In this issue

Apache Site: www.apache.org
Release: 1.2.4 (Released 22^nd August 1997) (local download sites)
Beta: 1.3b2 (Released 16^th October 1997) (local download sites)

• Attempts to do a PUT to a directory do not work, instead Apache reports "method not implemented".
• Apache does not accept continuation lines in the header output of CGI scripts. The CGI specification does not define whether this is valid. For now, CGI scripts should not use continuation lines.

Apache 1.2.4 is the current stable release. Users of Apache 1.2.3 and earlier should upgrade to this version. The next release will be 1.3. A beta test release of 1.3 is available now for both Unix and Windows 95/NT systems. It is currently only available as source code.

Apache 1.3 is now in beta test. The most recent release is 1.3b2 (there was no 1.3b1). This is available in source form for both Unix and Windows 95/NT. It was hoped to get a binary release for Windows, but this is likely to be available for the next beta because of a number of important bugs found and fixed in 1.3b2.

These bugs have been reported in 1.3b2 and are either not fixed, or have not been reproduced by the Apache developers.

• Apache fails if a command line argument contains spaces, for example Apache -d "Program FilesApache". This appears to be a bug in NT, but a work-around will be implemented for future releases.
• Windows only: reports of servers being unable to serve more that 16kB files. This has not been reproduced.
• OS specific problems: i386 AIX does not compile, some versions of HPUX have problems with regular expressions, some versions of NETBSD did not get correct compilation information, Unixware 2.x does not compile, Ultrix does not compile, UnixWare 5 not supported, SVR4 systems should all use shared memory. Fixes for all these are under development and test.

These bugs have been found and fixed in 1.3b3. Because of the major differences between Windows and Unix, these are separated into bugs which affect Windows systems only, and other bugs (which may affect Windows as well). Unix users can ignore the bugs listed in the Windows section.

Windows-specific Bugs

• Data sent to a CGI used DOS "text" mode, making it impossible to send in arbitary POST data. Next release will use "binary" pipes.
• Calling a CGI with a query string which did not include an = sign caused Apache to crash.
• Windows 95 only: DirectoryIndex fails, returning a "Not Found" error instead of the file.
• if a CGI process was not created correctly, Apache would log a "premature end of headers" rather than a process-creation error.
• Compiling Apache requires that the ODBC import libraries are installed.
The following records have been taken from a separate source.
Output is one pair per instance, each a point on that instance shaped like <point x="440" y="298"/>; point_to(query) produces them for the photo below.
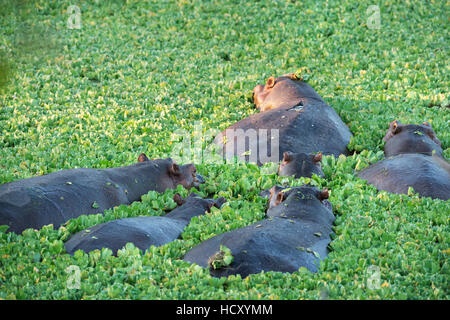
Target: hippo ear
<point x="270" y="82"/>
<point x="178" y="199"/>
<point x="288" y="156"/>
<point x="324" y="194"/>
<point x="317" y="157"/>
<point x="175" y="169"/>
<point x="142" y="158"/>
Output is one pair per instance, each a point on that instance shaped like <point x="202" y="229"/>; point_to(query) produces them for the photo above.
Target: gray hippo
<point x="428" y="175"/>
<point x="143" y="232"/>
<point x="301" y="165"/>
<point x="295" y="234"/>
<point x="294" y="118"/>
<point x="411" y="138"/>
<point x="59" y="196"/>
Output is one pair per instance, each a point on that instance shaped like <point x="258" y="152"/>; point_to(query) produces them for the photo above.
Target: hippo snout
<point x="198" y="180"/>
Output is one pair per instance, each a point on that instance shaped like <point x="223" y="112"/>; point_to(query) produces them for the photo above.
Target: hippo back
<point x="143" y="232"/>
<point x="311" y="128"/>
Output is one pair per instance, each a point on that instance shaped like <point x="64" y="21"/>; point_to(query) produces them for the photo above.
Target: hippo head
<point x="279" y="194"/>
<point x="275" y="92"/>
<point x="301" y="165"/>
<point x="195" y="199"/>
<point x="186" y="175"/>
<point x="411" y="138"/>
• Various "global" directives, such as StartServers are valid inside <VirtualHost> sections, which might make people think they are configurable on a per-vhost basis. They should instead give an error if used inside a virtual host definition.
• LogLevel does not give an error if its argument is invalid
• The mod_speling module logs modifications it makes to request URLs as errors instead of informational messages.
• mod_speling gives some warnings during compilation on 64-bit machines.
• None of the section directives (<Directory>, <VirtualHost>, etc) checked that the block was closed before the end of file.
• <Directory>, <Location> and <Files> ignored extra arguments, which could hide problems if people try to restrict multiple directories or files at once.
• When Apache starts servers quickly it logs "[error] server seems busy, spawning 4 children". This is not necessarily an error.
• mod_unique's UNIQUE_ID environment variable is not part of the environment of scripts launched via suEXEC.
• Error messages directive syntax error can have the wrong line number, because blank lines are not counted properly.

Patches for bugs in Apache 1.2.4 may be made available in the apply to 1.2.4 directory on the Apache site. Some new features and other unofficial patches are available in the 1.2 patches directory. For details of all previously reported bugs, see the Apache bug database and known bugs pages. Also many common configuration questions are answered in the Apache FAQ.

Development has slowed down over the last couple of weeks to prepare for the release of Apache 1.3. Now that the first beta is out, Apache is in a "feature freeze" where no new features will be added. The only changes from now on will be bug-fixes.

Microsoft's FrontPage 98 server extensions for Apache had serious security holes, which could lead to anyone on the local system becoming any other user. This was reported on Ziff-Davis' UK site, as MS patches IE hole, FrontPage still gaping (along with an Internet Explorer 4.0 security problem).

Microsoft have now released an updated set of server extensions, which it is claimed fix the security problems. The description of how the new server extensions work does appear much better than the previous version.